Parliament's Secret War

Event details

WhenMonday, 30 April 6:00pm - 7:00pm
WherePaston Brown Room
Type Driving Change
CostFREE
Events

Book Launch

Parliament’s Secret War

On Monday, 30 April, Homerton Fellow Dr Veronika Fikfak and Associate Fellow Dr Hayley J. Hooper launched their new book: Parliament's Secret War

Who gets to decide on going to war?

On Monday, 30 April, Dr Veronika Fikfak and Dr Hayley J. Hooper presented their research on the application of the War Powers Convention in the UK, at the launch of their book Parliament’s Secret War.

The invasion of Iraq in 2003, and the Coalition Government’s failure to win parliamentary approval for armed intervention in Syria in 2013, mark a period of increased scrutiny of the process by which the UK engages in armed conflict. For much of the media and civil society there now exists a constitutional convention which mandates that the Government consults Parliament before commencing hostilities. This is celebrated as representing a redistribution of power from the executive towards a more legitimate, democratic institution, but as evident when PM Theresa May authorised air strikes on Syria in April 2018, its application is highly contested.

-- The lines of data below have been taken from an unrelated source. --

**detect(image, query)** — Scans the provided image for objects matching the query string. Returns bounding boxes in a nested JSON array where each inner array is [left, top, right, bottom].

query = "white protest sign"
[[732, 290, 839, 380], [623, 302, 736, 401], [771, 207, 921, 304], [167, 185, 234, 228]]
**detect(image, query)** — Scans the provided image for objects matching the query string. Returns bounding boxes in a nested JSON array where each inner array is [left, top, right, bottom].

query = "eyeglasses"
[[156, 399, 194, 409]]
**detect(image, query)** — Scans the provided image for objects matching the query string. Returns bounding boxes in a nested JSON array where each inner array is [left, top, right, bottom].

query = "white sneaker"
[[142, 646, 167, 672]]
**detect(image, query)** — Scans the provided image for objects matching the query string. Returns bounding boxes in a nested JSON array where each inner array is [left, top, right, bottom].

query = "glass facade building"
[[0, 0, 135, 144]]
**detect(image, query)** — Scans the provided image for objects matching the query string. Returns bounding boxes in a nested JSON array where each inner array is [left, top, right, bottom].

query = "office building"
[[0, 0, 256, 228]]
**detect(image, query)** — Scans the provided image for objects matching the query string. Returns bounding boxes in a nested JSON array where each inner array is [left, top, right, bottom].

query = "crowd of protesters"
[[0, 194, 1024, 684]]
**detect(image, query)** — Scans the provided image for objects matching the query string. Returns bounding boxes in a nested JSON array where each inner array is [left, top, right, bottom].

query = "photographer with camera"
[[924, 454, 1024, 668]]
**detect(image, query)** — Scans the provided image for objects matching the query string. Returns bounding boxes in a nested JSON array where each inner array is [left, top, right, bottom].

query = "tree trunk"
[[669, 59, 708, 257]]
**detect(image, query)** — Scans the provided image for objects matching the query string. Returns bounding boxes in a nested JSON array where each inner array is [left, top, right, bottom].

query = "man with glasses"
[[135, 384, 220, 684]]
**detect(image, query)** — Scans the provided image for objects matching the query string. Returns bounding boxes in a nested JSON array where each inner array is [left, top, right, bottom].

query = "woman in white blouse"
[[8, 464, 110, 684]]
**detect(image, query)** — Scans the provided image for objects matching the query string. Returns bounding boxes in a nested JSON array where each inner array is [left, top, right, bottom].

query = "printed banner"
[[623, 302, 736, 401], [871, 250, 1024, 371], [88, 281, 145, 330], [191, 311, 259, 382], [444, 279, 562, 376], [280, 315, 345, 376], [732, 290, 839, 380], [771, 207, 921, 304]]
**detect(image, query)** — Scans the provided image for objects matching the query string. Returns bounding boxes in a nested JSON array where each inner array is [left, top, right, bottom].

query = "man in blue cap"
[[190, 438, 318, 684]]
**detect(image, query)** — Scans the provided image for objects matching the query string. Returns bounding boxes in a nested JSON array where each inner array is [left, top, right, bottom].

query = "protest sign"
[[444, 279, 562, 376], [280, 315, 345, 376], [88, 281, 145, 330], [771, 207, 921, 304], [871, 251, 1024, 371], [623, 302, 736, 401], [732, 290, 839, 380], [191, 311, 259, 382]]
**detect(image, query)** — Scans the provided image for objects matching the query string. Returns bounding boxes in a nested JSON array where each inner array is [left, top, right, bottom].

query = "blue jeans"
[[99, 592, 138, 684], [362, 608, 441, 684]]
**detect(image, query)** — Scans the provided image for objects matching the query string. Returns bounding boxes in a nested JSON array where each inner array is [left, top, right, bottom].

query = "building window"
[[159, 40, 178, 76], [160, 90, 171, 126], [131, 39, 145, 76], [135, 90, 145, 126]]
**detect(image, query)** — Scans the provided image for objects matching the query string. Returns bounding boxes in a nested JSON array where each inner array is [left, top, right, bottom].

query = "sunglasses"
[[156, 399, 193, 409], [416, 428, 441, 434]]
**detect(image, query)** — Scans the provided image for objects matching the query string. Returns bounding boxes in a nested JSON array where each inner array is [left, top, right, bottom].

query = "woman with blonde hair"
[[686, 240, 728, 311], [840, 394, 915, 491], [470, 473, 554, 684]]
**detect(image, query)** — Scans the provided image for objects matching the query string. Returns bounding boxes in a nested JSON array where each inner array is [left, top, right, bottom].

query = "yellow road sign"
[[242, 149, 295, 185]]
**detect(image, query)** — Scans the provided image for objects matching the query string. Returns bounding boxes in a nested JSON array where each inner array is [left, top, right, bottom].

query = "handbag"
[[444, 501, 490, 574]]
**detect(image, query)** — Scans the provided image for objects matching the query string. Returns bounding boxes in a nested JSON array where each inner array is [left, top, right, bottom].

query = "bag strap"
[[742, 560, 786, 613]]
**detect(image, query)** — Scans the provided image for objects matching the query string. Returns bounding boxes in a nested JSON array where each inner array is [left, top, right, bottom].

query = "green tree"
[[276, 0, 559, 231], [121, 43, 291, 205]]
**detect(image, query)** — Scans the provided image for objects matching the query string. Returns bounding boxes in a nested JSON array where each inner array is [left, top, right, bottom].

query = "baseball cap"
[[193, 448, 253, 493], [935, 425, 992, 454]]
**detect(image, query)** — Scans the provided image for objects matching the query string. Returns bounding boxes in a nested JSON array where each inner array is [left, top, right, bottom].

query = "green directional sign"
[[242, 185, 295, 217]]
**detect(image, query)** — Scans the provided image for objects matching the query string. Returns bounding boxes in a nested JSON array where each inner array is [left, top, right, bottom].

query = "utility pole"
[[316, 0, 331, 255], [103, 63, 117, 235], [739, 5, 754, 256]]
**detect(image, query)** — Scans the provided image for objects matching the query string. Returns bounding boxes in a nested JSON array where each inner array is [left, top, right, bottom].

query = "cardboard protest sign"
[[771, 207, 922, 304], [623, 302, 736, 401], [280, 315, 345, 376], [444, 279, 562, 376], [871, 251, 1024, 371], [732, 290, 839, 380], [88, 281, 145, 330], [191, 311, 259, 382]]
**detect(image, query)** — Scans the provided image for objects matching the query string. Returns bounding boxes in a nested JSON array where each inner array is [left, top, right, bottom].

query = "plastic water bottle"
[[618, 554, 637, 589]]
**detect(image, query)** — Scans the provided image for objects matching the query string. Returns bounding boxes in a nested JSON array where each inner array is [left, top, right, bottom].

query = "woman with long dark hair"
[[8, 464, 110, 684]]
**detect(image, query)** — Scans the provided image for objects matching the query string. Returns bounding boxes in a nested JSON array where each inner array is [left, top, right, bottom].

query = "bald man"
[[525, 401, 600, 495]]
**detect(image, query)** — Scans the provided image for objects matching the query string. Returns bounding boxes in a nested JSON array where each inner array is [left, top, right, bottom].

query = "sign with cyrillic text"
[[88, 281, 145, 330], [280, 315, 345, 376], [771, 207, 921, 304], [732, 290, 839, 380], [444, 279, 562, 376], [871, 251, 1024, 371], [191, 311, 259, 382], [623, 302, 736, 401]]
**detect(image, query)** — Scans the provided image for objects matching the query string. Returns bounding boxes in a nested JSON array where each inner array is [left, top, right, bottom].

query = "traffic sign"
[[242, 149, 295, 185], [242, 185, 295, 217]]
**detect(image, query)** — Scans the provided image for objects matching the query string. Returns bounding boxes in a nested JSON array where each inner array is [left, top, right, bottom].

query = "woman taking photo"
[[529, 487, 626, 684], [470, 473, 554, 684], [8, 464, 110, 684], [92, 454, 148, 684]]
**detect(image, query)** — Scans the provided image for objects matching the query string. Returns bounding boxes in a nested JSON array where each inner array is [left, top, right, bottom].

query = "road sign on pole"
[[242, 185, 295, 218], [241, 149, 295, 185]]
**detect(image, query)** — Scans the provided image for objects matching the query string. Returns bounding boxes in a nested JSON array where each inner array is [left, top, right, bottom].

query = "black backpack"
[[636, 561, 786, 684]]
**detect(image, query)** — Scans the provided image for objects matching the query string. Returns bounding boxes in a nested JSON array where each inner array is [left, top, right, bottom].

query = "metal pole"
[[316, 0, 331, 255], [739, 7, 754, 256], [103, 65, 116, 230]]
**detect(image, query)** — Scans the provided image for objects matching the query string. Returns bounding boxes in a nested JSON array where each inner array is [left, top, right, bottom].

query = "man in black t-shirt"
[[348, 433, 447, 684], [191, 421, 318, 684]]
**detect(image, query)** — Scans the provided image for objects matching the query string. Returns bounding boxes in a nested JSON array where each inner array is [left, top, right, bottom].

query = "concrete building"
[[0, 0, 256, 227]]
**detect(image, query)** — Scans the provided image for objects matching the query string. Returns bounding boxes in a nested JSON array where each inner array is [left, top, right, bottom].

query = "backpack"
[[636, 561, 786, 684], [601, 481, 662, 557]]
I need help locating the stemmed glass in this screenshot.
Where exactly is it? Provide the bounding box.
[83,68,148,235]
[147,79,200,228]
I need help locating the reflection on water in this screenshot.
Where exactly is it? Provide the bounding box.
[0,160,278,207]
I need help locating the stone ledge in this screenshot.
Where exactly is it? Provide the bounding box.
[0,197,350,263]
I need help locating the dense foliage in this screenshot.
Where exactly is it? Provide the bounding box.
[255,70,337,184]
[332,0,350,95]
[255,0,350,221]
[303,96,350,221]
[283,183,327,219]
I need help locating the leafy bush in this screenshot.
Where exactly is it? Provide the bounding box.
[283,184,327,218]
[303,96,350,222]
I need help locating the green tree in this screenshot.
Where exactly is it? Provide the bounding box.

Parliament’s Secret War offers a critical inquiry into Parliament’s role in the war prerogative since the beginning of the twentieth century, evaluating whether the UK’s decisions to engage in conflict meet the recognised standards of good governance: accountability, transparency and participation. The analysis reveals a number of persistent problems in the decision-making process, including Parliament’s lack of access to relevant information, government ‘legalisation’ of parliamentary debates which frustrates broader discussions of political legitimacy, and the skewing of debates via the partial public disclosure of information based upon secret intelligence. The book offers solutions to these problems to reinvigorate parliamentary discourse and to address government withholding of classified information. It is essential reading for anyone interested in war powers, the relationship between international law and domestic politics, and the role of the Westminster Parliament in questions of national security.

 

Dr Veronika Fikfak is Fellow and Lecturer in Law at Homerton College, and an ESRC Future Research Leader. She holds a Magister Juris and a D.Phil from University of Oxford. Her research interests are in the fields of public law, human rights and international law. She is particularly interested in the interface between domestic and international law and is currently writing a monograph on the role of national judges in relation to international law for Cambridge University Press.

Dr Hayley J. Hooper is an Associate Fellow of Homerton College, and is the Pennington’s Student (Fellow) in Law at Christ Church, University of Oxford. holds an LL.B from the University of Glasgow, and a Bachelor of Civil Law (B.C.L.), M.Phil in Law, and a D.Phil in Counterterrorism and Administrative Law from Balliol College, University of Oxford. She previously worked as a Foreign Law Clerk at the Supreme Court of Israel, where she assisted on a number of high profile constitutional law cases. Her teaching interests include European Union Law, Constitutional Law, and Administrative Law.